Il giornalista genovese Armando Siri, generazione dei quarantenni, ieri mattina ha presentato al Plaza Hotel il Partito Italia Nuova (Pin) che dal 2010 ha raccolto 4000 tesserati, dopo che nelle scorse amministrative si era presentato anche come candidato sindaco a Milano.
Genova è una delle roccaforti del neonato partito dei «punti di vista», ma anche delle nuove proposte per «rivoluzionare» pacificamente il sistema dell'amministrazione e della politica «guardando insieme al futuro».
«Per alcuni il 2012 sarà la fine del mondo. Per noi e per Genova sarà un nuovo inizio» ha detto Siri davanti a una platea di alcune decine di simpatizzanti che lo hanno bersagliato di domande. Il Pin propone una nuova Costituzione dove «l'unico interesse dello Stato è quello finale del cittadino» e parla di «bugia» quando all'art. 4 si recita che la Repubblica «garantisce a tutti i cittadini il diritto al lavoro e promuove tutte le condizioni necessarie per rendere effettivo questo diritto».
Per quanto riguarda l'articolo 3 «tutti i cittadini hanno pari dignità sociale», i dirigenti del Pin non hanno peli sulla lingua: «Non è vero che in Italia siamo tutti uguali e lo sappiamo bene. Siamo tutti diversi e vogliamo invece che lo Stato sia uguale per tutti, senza distinzione di categorie. La Costituzione è vecchia di 60 anni. Non ci rappresenta più nella realtà. Ha esaurito il suo compito. Occorre poter contare su una Nuova Costituzione in pochi articoli, ma veri nella realtà».
Uno dei cavalli di battaglia del partito, neonato all'ombra della Lanterna, è quello del «rivoluzionario» sistema fiscale e previdenziale.
Il Pin propone che i cittadini cedano il 15 per cento dei loro guadagni e «non un soldo di più!», ma tutti devono pagare, dai 18 anni in poi, una tassa minima all'anno di 3mila euro.
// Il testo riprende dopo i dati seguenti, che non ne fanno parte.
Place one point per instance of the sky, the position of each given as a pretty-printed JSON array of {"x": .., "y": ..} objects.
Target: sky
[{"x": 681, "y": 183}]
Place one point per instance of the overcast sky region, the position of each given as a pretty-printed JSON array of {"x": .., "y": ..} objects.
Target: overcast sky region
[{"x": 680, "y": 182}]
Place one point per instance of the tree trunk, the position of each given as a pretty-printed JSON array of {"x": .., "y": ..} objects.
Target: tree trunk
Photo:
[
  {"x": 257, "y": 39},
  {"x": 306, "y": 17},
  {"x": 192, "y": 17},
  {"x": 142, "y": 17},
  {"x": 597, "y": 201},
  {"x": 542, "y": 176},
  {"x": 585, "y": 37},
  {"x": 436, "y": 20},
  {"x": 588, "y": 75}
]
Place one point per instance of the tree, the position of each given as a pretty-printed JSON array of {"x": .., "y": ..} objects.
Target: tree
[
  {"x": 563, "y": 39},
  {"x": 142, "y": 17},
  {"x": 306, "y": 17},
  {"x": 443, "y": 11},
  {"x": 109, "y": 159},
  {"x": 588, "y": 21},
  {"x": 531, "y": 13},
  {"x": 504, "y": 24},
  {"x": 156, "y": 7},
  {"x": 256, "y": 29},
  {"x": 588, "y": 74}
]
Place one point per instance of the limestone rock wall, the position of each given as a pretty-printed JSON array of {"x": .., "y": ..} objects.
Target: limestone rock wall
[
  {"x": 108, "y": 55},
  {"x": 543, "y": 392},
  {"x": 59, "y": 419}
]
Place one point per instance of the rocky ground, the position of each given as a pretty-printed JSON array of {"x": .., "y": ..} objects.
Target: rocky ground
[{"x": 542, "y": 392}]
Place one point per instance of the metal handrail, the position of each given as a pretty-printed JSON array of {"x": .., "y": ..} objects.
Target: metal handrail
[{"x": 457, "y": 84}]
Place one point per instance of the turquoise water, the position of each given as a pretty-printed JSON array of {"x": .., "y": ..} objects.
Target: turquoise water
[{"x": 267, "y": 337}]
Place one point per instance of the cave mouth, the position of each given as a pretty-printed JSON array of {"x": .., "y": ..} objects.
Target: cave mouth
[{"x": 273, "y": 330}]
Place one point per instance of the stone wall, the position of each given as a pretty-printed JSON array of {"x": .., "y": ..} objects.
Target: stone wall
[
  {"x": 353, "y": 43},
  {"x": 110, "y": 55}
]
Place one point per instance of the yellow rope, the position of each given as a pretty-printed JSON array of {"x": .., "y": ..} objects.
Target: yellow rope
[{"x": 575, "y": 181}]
Gli stipendi sono erogati al lordo «perché così non ci saranno più tasse e trattenute» e le tasse le devono pagare tutti «pena la galera, come avviene negli Usa».
«Lo Stato non può darti un diritto al lavoro - spiega Siri - ma ti deve dare le opportunità di un lavoro grazie alla riduzione dei costi previdenziali fissi a 5mila euro per tutti e al patto stabilito con il mercato, secondo il quale faccio pagare molte meno tasse in cambio di posti di lavoro».